Tak Sekadar Mitos: Buaya Putih Sungai Martapura, Simbol Gaib yang Disegani di Tanah Banjar
Di antara arus tenang Sungai
Martapura yang membelah kota Banjarmasin, tersembunyi sebuah legenda yang masih
hidup hingga kini: legenda tentang buaya putih—makhluk misterius yang dipercaya
sebagai penjaga alam dan pertanda dari dunia yang tak kasat mata.
Dalam
dunia nyata, buaya adalah reptil purba yang telah eksis sejak lebih dari 200
juta tahun lalu. Ia merupakan salah satu predator paling ditakuti di sungai dan
rawa, dengan rahang luar biasa kuat serta insting pemburu yang tajam. Buaya
dapat hidup selama puluhan tahun dan mampu berdiam diri berjam-jam dalam air,
membuatnya nyaris tak terlihat sampai akhirnya menyerang.
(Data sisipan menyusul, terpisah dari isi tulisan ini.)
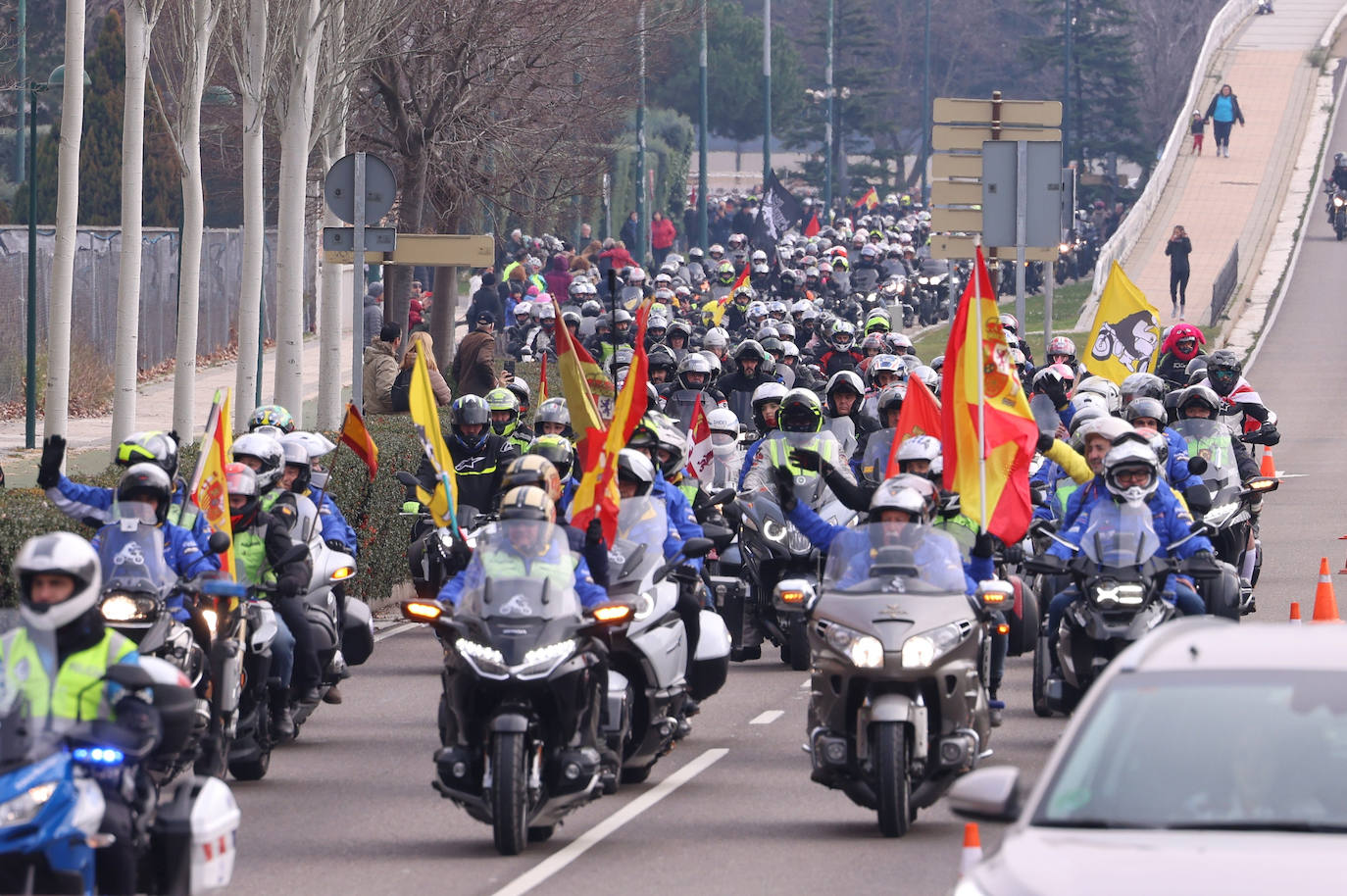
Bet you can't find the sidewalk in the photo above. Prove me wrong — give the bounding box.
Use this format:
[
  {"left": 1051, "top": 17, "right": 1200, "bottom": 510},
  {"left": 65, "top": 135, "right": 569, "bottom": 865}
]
[
  {"left": 1122, "top": 0, "right": 1343, "bottom": 330},
  {"left": 0, "top": 327, "right": 352, "bottom": 488}
]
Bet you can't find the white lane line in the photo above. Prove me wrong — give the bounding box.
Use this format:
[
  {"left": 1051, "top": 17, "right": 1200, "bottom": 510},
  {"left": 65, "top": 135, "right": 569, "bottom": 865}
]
[
  {"left": 374, "top": 622, "right": 421, "bottom": 641},
  {"left": 494, "top": 746, "right": 730, "bottom": 896}
]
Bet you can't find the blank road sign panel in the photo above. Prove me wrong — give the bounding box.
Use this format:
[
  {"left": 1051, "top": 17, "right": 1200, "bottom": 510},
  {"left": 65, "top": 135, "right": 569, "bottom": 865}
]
[
  {"left": 930, "top": 124, "right": 1062, "bottom": 151},
  {"left": 930, "top": 97, "right": 1062, "bottom": 128}
]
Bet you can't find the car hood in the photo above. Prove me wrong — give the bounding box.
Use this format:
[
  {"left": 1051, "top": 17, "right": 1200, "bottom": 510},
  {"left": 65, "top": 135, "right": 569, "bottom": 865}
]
[{"left": 972, "top": 827, "right": 1347, "bottom": 896}]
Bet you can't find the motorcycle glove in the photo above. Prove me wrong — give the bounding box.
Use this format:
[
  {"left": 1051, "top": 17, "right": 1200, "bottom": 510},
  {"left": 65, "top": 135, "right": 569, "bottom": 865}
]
[{"left": 37, "top": 435, "right": 66, "bottom": 489}]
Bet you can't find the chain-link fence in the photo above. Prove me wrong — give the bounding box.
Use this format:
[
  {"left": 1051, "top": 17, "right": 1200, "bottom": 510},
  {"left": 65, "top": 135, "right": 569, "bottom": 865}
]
[{"left": 0, "top": 226, "right": 316, "bottom": 404}]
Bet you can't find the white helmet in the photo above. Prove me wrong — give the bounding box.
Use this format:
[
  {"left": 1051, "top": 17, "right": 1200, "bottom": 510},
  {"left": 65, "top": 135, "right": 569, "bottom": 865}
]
[{"left": 14, "top": 532, "right": 102, "bottom": 632}]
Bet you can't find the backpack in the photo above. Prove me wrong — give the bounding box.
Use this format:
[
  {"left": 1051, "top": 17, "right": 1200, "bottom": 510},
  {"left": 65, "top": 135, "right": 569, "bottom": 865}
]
[{"left": 388, "top": 368, "right": 415, "bottom": 414}]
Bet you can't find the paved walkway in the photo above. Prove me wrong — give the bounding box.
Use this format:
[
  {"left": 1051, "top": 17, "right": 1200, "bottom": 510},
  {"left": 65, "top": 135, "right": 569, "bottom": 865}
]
[{"left": 1122, "top": 0, "right": 1343, "bottom": 328}]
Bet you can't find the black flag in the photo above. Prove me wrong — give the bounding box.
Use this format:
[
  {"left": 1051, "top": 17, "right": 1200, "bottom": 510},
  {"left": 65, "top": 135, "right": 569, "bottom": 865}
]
[{"left": 749, "top": 172, "right": 804, "bottom": 254}]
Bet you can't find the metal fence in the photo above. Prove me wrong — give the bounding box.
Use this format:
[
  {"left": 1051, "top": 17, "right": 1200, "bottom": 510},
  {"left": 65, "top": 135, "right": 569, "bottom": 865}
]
[
  {"left": 1207, "top": 240, "right": 1239, "bottom": 326},
  {"left": 0, "top": 226, "right": 317, "bottom": 403}
]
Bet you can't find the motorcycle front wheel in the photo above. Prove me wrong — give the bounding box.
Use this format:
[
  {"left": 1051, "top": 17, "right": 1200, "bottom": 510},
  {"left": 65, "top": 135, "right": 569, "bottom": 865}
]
[
  {"left": 874, "top": 722, "right": 912, "bottom": 837},
  {"left": 492, "top": 731, "right": 528, "bottom": 856}
]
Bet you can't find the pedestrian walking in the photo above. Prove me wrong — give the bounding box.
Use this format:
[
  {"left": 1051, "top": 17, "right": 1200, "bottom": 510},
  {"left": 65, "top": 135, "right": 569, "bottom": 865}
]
[
  {"left": 1166, "top": 225, "right": 1192, "bottom": 321},
  {"left": 1204, "top": 83, "right": 1245, "bottom": 159}
]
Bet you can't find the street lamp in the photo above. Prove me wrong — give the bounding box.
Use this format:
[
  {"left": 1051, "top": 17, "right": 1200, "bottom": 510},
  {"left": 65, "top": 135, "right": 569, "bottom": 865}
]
[{"left": 19, "top": 65, "right": 93, "bottom": 447}]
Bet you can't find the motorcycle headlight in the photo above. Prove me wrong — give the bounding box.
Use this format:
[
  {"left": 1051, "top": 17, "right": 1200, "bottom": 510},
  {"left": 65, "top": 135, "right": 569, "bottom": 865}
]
[
  {"left": 903, "top": 622, "right": 973, "bottom": 669},
  {"left": 827, "top": 623, "right": 883, "bottom": 669},
  {"left": 0, "top": 781, "right": 57, "bottom": 827}
]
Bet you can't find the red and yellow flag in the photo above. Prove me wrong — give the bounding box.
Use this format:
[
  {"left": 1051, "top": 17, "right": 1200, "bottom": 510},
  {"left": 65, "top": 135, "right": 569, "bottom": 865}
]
[
  {"left": 572, "top": 299, "right": 655, "bottom": 544},
  {"left": 940, "top": 245, "right": 1038, "bottom": 544},
  {"left": 883, "top": 375, "right": 941, "bottom": 478},
  {"left": 341, "top": 404, "right": 378, "bottom": 482}
]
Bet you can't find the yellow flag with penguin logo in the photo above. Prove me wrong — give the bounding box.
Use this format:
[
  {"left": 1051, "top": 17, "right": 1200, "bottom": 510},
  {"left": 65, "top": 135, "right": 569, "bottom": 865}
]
[{"left": 1083, "top": 262, "right": 1160, "bottom": 385}]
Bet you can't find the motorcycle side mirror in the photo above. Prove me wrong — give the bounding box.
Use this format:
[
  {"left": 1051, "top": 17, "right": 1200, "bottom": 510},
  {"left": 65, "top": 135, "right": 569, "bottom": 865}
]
[{"left": 947, "top": 766, "right": 1020, "bottom": 821}]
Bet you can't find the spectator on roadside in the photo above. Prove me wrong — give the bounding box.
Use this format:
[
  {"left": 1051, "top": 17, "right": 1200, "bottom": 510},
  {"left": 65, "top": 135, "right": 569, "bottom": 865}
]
[
  {"left": 1206, "top": 83, "right": 1245, "bottom": 159},
  {"left": 397, "top": 331, "right": 454, "bottom": 407},
  {"left": 364, "top": 280, "right": 384, "bottom": 346},
  {"left": 450, "top": 311, "right": 496, "bottom": 397},
  {"left": 651, "top": 212, "right": 677, "bottom": 269},
  {"left": 361, "top": 321, "right": 403, "bottom": 415}
]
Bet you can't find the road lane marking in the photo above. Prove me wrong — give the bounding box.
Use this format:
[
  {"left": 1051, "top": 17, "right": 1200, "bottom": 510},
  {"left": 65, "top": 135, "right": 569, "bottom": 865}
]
[{"left": 494, "top": 746, "right": 730, "bottom": 896}]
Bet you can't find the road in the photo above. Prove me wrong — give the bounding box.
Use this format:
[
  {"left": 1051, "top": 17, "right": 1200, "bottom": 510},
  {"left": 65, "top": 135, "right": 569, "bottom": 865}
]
[{"left": 224, "top": 66, "right": 1347, "bottom": 896}]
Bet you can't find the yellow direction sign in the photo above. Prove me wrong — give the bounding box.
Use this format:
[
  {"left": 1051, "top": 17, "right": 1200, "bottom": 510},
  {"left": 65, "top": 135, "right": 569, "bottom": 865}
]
[
  {"left": 930, "top": 97, "right": 1062, "bottom": 128},
  {"left": 930, "top": 124, "right": 1062, "bottom": 151}
]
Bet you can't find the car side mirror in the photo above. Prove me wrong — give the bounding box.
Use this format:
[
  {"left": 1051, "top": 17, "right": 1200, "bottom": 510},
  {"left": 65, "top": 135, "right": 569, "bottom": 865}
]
[{"left": 948, "top": 766, "right": 1020, "bottom": 821}]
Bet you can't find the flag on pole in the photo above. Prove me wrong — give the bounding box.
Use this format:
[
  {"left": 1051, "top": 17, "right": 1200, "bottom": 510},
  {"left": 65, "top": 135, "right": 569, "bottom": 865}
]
[
  {"left": 407, "top": 352, "right": 458, "bottom": 531},
  {"left": 687, "top": 396, "right": 716, "bottom": 481},
  {"left": 572, "top": 299, "right": 653, "bottom": 544},
  {"left": 339, "top": 403, "right": 378, "bottom": 482},
  {"left": 1084, "top": 262, "right": 1160, "bottom": 384},
  {"left": 191, "top": 389, "right": 237, "bottom": 579},
  {"left": 940, "top": 245, "right": 1038, "bottom": 544},
  {"left": 883, "top": 375, "right": 941, "bottom": 478}
]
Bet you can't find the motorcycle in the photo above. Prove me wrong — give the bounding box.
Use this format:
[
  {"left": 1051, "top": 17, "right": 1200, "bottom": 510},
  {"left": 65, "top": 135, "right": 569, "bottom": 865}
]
[
  {"left": 608, "top": 496, "right": 730, "bottom": 783},
  {"left": 0, "top": 613, "right": 238, "bottom": 896},
  {"left": 403, "top": 521, "right": 631, "bottom": 856},
  {"left": 1174, "top": 418, "right": 1279, "bottom": 611},
  {"left": 1025, "top": 501, "right": 1222, "bottom": 716},
  {"left": 797, "top": 523, "right": 1005, "bottom": 837}
]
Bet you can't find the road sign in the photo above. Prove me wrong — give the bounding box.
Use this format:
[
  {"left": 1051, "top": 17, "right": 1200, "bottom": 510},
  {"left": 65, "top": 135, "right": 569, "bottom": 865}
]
[
  {"left": 324, "top": 152, "right": 397, "bottom": 224},
  {"left": 930, "top": 209, "right": 982, "bottom": 233},
  {"left": 930, "top": 180, "right": 982, "bottom": 205},
  {"left": 930, "top": 97, "right": 1062, "bottom": 128},
  {"left": 324, "top": 227, "right": 397, "bottom": 255},
  {"left": 930, "top": 153, "right": 982, "bottom": 177},
  {"left": 929, "top": 234, "right": 1058, "bottom": 262},
  {"left": 930, "top": 124, "right": 1062, "bottom": 151}
]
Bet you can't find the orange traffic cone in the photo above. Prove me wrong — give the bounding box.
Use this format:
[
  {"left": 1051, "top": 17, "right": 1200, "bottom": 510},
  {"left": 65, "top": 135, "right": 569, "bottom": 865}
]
[
  {"left": 959, "top": 821, "right": 982, "bottom": 877},
  {"left": 1314, "top": 557, "right": 1343, "bottom": 622}
]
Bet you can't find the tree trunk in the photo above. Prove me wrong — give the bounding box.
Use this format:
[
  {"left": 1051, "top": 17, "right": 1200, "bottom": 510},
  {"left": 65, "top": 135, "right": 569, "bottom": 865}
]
[
  {"left": 234, "top": 0, "right": 267, "bottom": 432},
  {"left": 112, "top": 0, "right": 150, "bottom": 449},
  {"left": 43, "top": 0, "right": 85, "bottom": 436},
  {"left": 274, "top": 0, "right": 322, "bottom": 428},
  {"left": 173, "top": 0, "right": 216, "bottom": 436}
]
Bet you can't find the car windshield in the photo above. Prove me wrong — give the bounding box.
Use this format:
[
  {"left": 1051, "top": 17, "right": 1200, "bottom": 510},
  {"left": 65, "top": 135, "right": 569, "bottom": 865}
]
[
  {"left": 1031, "top": 671, "right": 1347, "bottom": 831},
  {"left": 1080, "top": 501, "right": 1160, "bottom": 566},
  {"left": 823, "top": 523, "right": 965, "bottom": 594},
  {"left": 455, "top": 521, "right": 580, "bottom": 620}
]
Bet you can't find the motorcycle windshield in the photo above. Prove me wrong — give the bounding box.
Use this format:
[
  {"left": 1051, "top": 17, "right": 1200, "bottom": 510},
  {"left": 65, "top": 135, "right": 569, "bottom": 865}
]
[
  {"left": 1080, "top": 501, "right": 1160, "bottom": 568},
  {"left": 97, "top": 504, "right": 177, "bottom": 596},
  {"left": 455, "top": 521, "right": 580, "bottom": 620},
  {"left": 823, "top": 523, "right": 966, "bottom": 594},
  {"left": 1174, "top": 418, "right": 1239, "bottom": 507}
]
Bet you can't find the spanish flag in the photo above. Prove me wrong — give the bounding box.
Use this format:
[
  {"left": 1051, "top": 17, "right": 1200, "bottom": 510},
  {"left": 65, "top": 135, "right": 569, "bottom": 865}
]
[
  {"left": 940, "top": 245, "right": 1038, "bottom": 544},
  {"left": 572, "top": 299, "right": 655, "bottom": 544}
]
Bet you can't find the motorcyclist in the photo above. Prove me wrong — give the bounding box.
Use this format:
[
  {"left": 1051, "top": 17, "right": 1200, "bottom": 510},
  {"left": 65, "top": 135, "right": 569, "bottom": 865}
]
[
  {"left": 224, "top": 462, "right": 322, "bottom": 741},
  {"left": 0, "top": 532, "right": 159, "bottom": 893}
]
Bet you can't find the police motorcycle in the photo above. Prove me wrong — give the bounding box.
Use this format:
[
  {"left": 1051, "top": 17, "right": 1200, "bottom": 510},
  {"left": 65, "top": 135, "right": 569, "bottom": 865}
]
[
  {"left": 606, "top": 494, "right": 730, "bottom": 783},
  {"left": 781, "top": 522, "right": 1008, "bottom": 837},
  {"left": 0, "top": 611, "right": 240, "bottom": 896},
  {"left": 716, "top": 429, "right": 855, "bottom": 671},
  {"left": 1173, "top": 418, "right": 1279, "bottom": 620},
  {"left": 1025, "top": 501, "right": 1223, "bottom": 717},
  {"left": 403, "top": 519, "right": 631, "bottom": 856}
]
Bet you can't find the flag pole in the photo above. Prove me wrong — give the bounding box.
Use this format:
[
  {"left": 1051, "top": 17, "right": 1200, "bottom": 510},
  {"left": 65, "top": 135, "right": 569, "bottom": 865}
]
[{"left": 973, "top": 236, "right": 987, "bottom": 532}]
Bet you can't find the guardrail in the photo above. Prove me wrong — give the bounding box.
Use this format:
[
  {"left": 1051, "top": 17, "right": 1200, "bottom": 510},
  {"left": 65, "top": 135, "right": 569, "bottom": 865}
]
[
  {"left": 1085, "top": 0, "right": 1258, "bottom": 304},
  {"left": 1207, "top": 240, "right": 1239, "bottom": 326}
]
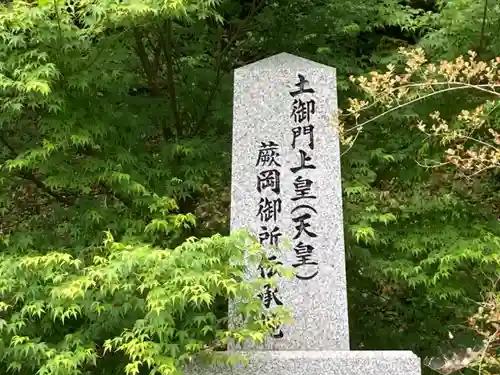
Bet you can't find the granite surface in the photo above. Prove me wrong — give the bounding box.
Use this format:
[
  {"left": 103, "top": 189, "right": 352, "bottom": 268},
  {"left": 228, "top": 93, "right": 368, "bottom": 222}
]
[
  {"left": 231, "top": 53, "right": 349, "bottom": 352},
  {"left": 185, "top": 350, "right": 421, "bottom": 375}
]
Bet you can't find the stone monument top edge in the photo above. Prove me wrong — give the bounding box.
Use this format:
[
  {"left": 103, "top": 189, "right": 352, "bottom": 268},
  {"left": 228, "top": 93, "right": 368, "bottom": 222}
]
[{"left": 234, "top": 52, "right": 336, "bottom": 74}]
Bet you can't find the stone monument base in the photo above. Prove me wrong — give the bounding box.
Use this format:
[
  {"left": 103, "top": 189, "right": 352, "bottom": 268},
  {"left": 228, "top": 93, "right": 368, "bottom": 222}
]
[{"left": 184, "top": 350, "right": 421, "bottom": 375}]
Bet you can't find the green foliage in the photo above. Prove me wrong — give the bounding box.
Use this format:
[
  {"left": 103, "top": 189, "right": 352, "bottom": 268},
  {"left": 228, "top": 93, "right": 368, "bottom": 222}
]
[
  {"left": 0, "top": 233, "right": 285, "bottom": 374},
  {"left": 0, "top": 0, "right": 500, "bottom": 375}
]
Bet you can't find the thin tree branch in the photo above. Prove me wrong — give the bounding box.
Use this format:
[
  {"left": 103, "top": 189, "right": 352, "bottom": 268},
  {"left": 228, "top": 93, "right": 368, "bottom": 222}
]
[
  {"left": 159, "top": 18, "right": 182, "bottom": 137},
  {"left": 346, "top": 83, "right": 500, "bottom": 132},
  {"left": 196, "top": 0, "right": 265, "bottom": 129},
  {"left": 479, "top": 0, "right": 488, "bottom": 51}
]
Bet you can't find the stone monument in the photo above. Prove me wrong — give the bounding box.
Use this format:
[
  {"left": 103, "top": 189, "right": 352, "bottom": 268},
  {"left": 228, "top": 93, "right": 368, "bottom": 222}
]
[{"left": 182, "top": 53, "right": 421, "bottom": 375}]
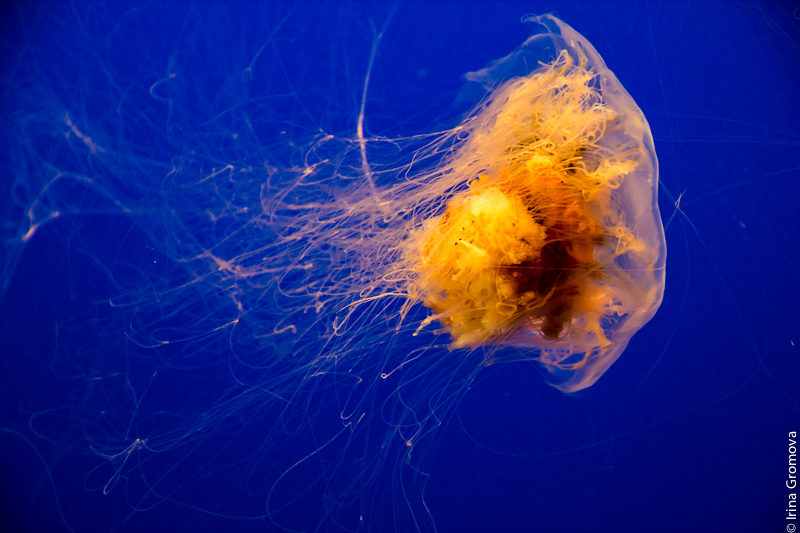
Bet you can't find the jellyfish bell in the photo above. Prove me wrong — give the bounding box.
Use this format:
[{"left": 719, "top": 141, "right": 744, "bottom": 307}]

Di Indonesia, jenis
yang paling dikenal adalah buaya muara (Crocodylus
porosus), yang panjangnya bisa mencapai enam meter dan dikenal sangat
agresif.
Namun,
dalam masyarakat Banjar, buaya tak hanya dikenal sebagai hewan liar—ia juga
memiliki sisi mistis yang tak kalah kuat. Buaya putih, khususnya, dipercaya
bukan berasal dari dunia biasa. Warga menyebutnya sebagai makhluk gaib penjaga
sungai. Konon, makhluk ini tidak sembarang muncul. Kemunculannya diyakini hanya
terjadi menjelang atau sesudah peristiwa besar: bencana alam, kematian tokoh
masyarakat, atau perubahan penting di lingkungan sekitar.
Menurut
cerita turun-temurun, buaya putih ini bukan hewan yang bisa dilihat setiap
orang. Hanya mereka yang “terpilih” atau dalam keadaan khusus saja yang dapat
menyaksikannya. Bahkan, ada yang percaya bahwa buaya ini sebenarnya adalah
jelmaan leluhur yang menjaga keseimbangan antara manusia dan alam. Jika ada
orang yang berlaku tidak sopan di tepi sungai—misalnya membuang sampah
sembarangan, berbicara kotor, atau berlaku sombong—maka mereka bisa mengalami
kejadian aneh atau celaka.
Masyarakat
sekitar tak sedikit yang mengaku pernah melihat kilatan sosok putih di air saat
suasana sangat sunyi, terutama menjelang malam. “Dia tidak bergerak seperti
buaya biasa,” ujar salah satu warga yang meyakini pernah melihatnya. “Tenang,
besar, dan seperti menyala dalam gelap.” Cerita-cerita seperti ini beredar dari
mulut ke mulut, membentuk kepercayaan kolektif yang masih bertahan meski zaman
terus berubah.
Legenda
buaya putih juga membawa pesan tersirat: bahwa sungai bukan hanya sumber air,
tetapi juga ruang sakral yang harus dihormati. Di dalamnya hidup lebih dari
sekadar ikan dan lumpur—ada penjaga, ada batas antara dunia nyata dan yang tak
terlihat. Cerita ini menjadi simbol penting dalam budaya Banjar, tentang
bagaimana manusia harus menjaga hubungan harmonis dengan alam.
Saat
buaya putih disebut dalam percakapan warga tua, selalu ada nada hormat dan
hati-hati. Ia bukan sosok yang ditakuti karena buas, tetapi disegani karena
kekuatannya yang melampaui nalar. Di tengah derasnya modernitas, legenda buaya
putih tetap hidup sebagai warisan, sebagai pengingat bahwa tidak semua hal bisa
dijelaskan dengan logika, dan bahwa alam menyimpan rahasia yang patut dijaga.